Without thinking, I punch my home number into the comms hub on my desk. No one answers. I scan the office. It’s a beehive, but nobody’s paying attention to me, until I stan
d up and Wozniki stops writing and leans back in his chair.
“You leaving?”
“Yeah. I…uh…I got some stuff to take care of.”
I grab my overcoat and head for the exit. Before I get there, somebody yanks my arm. It’s Punta Sur, although for a long time I just stare, not recognizing him.

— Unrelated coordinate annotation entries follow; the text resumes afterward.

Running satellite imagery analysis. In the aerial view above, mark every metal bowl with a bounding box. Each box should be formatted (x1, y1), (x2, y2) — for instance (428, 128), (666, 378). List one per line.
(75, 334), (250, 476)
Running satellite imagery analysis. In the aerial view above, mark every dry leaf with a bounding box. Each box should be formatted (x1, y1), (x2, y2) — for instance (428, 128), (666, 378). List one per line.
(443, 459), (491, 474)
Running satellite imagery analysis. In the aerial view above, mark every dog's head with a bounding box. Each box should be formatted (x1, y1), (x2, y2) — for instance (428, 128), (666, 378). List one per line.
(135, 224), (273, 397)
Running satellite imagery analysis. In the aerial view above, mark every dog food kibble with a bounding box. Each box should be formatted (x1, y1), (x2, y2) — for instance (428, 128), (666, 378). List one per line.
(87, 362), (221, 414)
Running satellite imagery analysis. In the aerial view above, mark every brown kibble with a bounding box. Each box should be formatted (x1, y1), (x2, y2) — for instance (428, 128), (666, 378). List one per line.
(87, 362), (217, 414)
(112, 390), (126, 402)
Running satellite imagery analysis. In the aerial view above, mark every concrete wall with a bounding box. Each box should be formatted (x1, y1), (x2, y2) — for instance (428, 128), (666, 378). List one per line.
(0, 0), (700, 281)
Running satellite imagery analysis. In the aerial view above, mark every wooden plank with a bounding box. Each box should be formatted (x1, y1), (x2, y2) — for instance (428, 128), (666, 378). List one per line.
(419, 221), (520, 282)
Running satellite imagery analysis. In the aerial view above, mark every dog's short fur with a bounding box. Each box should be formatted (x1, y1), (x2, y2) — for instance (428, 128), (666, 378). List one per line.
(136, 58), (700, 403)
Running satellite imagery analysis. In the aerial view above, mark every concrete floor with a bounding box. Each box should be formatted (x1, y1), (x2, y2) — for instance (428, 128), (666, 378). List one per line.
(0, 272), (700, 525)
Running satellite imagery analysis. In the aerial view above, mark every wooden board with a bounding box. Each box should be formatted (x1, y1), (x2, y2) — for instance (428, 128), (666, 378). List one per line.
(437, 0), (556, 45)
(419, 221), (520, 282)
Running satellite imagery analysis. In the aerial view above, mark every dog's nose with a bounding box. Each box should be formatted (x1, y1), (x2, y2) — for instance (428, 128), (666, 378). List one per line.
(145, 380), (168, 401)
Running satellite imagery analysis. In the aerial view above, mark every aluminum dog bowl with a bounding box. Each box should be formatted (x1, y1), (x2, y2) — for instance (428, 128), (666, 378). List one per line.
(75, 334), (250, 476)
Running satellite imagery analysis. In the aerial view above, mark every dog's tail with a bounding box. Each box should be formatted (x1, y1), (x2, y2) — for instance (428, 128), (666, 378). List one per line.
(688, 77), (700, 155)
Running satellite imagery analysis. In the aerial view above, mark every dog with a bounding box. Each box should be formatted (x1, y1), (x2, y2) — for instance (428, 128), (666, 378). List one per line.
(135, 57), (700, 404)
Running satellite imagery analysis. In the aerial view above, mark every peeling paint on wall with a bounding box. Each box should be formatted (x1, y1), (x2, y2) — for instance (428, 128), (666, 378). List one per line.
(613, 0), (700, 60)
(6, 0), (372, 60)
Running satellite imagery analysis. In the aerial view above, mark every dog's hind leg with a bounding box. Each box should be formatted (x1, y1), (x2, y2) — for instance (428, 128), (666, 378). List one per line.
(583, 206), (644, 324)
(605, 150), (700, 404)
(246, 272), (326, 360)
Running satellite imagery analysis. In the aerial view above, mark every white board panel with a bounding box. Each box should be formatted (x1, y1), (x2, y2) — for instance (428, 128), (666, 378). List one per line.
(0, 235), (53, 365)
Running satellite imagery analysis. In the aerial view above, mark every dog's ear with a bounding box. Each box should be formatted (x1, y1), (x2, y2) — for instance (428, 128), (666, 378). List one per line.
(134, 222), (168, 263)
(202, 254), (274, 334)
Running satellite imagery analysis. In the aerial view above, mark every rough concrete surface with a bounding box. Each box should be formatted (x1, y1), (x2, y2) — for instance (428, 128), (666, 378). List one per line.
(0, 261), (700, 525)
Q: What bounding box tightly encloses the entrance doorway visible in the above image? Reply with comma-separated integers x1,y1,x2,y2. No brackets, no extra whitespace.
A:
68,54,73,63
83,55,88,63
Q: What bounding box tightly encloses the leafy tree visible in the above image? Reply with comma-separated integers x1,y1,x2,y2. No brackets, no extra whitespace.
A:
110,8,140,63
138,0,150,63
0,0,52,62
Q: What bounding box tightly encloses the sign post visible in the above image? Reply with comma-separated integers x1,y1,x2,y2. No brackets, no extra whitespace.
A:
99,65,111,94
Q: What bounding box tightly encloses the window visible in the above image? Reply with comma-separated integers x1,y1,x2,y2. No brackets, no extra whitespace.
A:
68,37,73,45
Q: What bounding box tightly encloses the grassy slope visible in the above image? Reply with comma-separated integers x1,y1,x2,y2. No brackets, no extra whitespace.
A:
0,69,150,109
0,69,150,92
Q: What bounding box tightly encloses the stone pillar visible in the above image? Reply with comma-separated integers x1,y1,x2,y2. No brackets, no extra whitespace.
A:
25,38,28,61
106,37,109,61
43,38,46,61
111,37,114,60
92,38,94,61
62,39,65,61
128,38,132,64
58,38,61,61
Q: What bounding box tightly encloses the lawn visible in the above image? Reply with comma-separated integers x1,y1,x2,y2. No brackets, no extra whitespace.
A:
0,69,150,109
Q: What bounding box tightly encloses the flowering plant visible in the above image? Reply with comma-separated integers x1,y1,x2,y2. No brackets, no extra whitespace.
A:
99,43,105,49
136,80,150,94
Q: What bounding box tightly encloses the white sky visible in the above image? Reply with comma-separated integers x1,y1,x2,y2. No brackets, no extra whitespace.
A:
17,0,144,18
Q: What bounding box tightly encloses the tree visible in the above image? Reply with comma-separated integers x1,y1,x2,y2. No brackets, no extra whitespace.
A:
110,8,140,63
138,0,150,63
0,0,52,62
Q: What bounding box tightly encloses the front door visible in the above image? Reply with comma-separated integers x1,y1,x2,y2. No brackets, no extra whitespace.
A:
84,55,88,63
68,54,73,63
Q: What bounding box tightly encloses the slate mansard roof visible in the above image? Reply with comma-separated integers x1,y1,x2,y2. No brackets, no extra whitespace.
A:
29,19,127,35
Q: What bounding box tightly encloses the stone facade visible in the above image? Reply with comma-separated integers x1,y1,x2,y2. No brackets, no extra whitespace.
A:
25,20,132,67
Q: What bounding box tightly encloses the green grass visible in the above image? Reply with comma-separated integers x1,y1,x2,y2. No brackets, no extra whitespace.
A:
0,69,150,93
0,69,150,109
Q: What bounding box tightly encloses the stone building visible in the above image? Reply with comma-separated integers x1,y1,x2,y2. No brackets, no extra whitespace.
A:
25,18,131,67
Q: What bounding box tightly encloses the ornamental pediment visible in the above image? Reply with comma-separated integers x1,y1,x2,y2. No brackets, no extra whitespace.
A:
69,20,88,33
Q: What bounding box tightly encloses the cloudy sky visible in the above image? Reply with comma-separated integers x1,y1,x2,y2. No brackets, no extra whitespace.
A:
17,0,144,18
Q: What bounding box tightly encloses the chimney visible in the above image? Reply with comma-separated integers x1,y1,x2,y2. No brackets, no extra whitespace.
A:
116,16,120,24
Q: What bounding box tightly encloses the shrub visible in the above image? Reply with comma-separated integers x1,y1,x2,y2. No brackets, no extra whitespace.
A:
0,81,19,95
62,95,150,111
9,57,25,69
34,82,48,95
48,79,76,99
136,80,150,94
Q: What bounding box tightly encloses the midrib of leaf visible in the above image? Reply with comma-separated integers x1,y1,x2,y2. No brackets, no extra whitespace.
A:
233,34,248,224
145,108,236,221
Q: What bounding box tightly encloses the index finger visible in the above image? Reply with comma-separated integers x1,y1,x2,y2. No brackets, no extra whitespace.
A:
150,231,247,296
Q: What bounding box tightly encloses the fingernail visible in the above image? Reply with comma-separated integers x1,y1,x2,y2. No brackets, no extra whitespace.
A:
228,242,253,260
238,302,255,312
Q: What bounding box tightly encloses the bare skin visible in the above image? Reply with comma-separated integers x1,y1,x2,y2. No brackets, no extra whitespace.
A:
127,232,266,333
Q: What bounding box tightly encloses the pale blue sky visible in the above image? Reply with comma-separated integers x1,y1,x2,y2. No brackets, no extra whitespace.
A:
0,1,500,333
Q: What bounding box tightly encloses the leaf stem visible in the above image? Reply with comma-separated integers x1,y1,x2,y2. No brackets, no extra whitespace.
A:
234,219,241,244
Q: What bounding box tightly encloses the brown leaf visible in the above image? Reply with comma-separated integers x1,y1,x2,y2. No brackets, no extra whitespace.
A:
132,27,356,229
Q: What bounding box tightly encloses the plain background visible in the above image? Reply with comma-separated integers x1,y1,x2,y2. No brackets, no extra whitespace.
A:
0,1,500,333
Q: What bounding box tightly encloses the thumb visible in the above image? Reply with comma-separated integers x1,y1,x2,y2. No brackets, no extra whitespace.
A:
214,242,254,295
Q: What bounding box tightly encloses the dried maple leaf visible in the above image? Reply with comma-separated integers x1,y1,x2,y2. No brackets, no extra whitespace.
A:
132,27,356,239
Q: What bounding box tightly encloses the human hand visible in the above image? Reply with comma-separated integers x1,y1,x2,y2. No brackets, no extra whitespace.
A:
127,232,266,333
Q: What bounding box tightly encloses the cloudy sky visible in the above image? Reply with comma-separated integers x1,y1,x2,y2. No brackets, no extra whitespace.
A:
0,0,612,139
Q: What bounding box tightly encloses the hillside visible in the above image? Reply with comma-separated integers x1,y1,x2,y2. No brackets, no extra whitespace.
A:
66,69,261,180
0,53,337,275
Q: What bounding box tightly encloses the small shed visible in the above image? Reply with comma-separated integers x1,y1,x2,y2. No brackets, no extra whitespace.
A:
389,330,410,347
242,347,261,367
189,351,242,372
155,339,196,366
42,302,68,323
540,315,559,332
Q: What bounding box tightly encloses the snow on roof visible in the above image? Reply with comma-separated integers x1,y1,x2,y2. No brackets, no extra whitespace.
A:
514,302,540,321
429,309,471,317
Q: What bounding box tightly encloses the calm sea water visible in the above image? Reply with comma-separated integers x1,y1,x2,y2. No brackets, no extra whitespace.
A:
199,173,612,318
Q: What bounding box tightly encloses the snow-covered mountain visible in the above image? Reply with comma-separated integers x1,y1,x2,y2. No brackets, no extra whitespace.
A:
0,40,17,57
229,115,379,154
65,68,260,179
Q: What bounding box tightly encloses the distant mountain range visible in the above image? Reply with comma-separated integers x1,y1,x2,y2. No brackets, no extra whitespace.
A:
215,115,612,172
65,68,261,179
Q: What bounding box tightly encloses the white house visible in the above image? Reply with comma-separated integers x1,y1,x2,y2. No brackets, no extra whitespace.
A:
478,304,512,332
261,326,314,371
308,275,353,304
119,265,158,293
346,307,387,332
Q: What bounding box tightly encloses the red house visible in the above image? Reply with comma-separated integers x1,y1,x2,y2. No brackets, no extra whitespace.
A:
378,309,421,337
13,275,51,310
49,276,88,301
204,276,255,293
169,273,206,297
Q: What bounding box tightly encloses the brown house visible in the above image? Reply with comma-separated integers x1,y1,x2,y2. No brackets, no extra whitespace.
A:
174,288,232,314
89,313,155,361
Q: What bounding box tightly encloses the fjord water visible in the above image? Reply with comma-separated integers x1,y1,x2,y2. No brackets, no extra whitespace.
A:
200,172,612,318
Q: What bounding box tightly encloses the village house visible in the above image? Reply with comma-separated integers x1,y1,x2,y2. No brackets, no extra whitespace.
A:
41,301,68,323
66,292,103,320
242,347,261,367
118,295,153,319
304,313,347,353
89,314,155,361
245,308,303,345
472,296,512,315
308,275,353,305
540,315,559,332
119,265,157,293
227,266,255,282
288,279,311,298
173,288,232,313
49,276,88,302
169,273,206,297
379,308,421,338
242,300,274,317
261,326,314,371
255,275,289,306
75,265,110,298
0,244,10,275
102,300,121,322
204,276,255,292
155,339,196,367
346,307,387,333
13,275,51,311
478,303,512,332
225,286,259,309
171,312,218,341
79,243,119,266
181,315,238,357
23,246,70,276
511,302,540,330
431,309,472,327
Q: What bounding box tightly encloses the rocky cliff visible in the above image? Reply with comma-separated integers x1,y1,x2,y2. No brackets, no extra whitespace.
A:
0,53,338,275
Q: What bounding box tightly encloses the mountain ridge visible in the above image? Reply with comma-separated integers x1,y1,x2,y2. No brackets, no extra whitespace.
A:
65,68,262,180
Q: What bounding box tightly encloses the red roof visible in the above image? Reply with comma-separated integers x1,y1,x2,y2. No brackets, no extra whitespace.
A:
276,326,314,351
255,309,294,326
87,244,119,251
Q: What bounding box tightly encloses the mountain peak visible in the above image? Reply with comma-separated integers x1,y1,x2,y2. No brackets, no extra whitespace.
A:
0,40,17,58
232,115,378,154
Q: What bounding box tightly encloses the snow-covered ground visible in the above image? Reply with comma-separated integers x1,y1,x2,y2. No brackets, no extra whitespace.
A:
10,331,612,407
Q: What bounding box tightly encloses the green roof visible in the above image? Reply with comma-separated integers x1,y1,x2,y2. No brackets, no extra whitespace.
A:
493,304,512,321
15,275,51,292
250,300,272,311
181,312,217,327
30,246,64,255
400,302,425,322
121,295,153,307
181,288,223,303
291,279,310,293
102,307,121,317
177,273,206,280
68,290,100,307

“Where’re you going?” he says. “We’ve got a new Bunny for you. Just in.”
“Sir, I…”
“My secretary’s got the details.”
~
The building looks pretty dire, judging from the derelict facade. Broad collars of brown sludge hang from every window, advertising the place as a veritable guesthouse for all manner of slime moulds and damp spores that might care to take up residence. I suck in a lungful of acrid air, and then check my wrist hub.
FILE 7893/AH655: VANTAX, KEVIN J. DATE OF BIRTH: 01-12-28. LAST KNOWN LOCATION: APARTMENT 17b, 2216 REINA & SPARGO, 6th DISTRICT.
Vantax’s face hovers above my wrist, projected from the 3D hologram chip inside the hub. The lambent digital image turns ninety degrees to present me with his profile. I take a good long look at him, even though I’d already studied every zit and pore on his ugly mug as I’d headed out from HQ. What those protesters down there don’t realize is that we meticulously approach every operation; every detail is analysed and studied before the trigger is pulled. If we‘re going to strip-mine some poor schmuck of all his precious ore, then the very least we can do is to pay him the courtesy of executing the warrant with the utmost consideration. Every Bunny has his day in court and ample opportunity to abide by the law. That’s if he actually decides to attend—an opportunity Kevin Vantax has definitely ignored. He obviously had more pressing matters, such as hospitalizing the young lady who was carrying his fourth bastard because of her refusal to terminate the pregnancy. He’d been arrested and arraigned to appear before the judge the following month, but skipped bail to—as far as I know—hide out in apartment 17b at 2216 Reina.
I cross the road and enter the lobby, which is surprisingly neat, considering the terrible condition of the outside of the building. A hefty black guy sits behind reception watching a game show on a V-6 Plasmaset fixed high up on the wall. He glances at me as I approach the counter. I fish inside my overcoat for my FSA identity.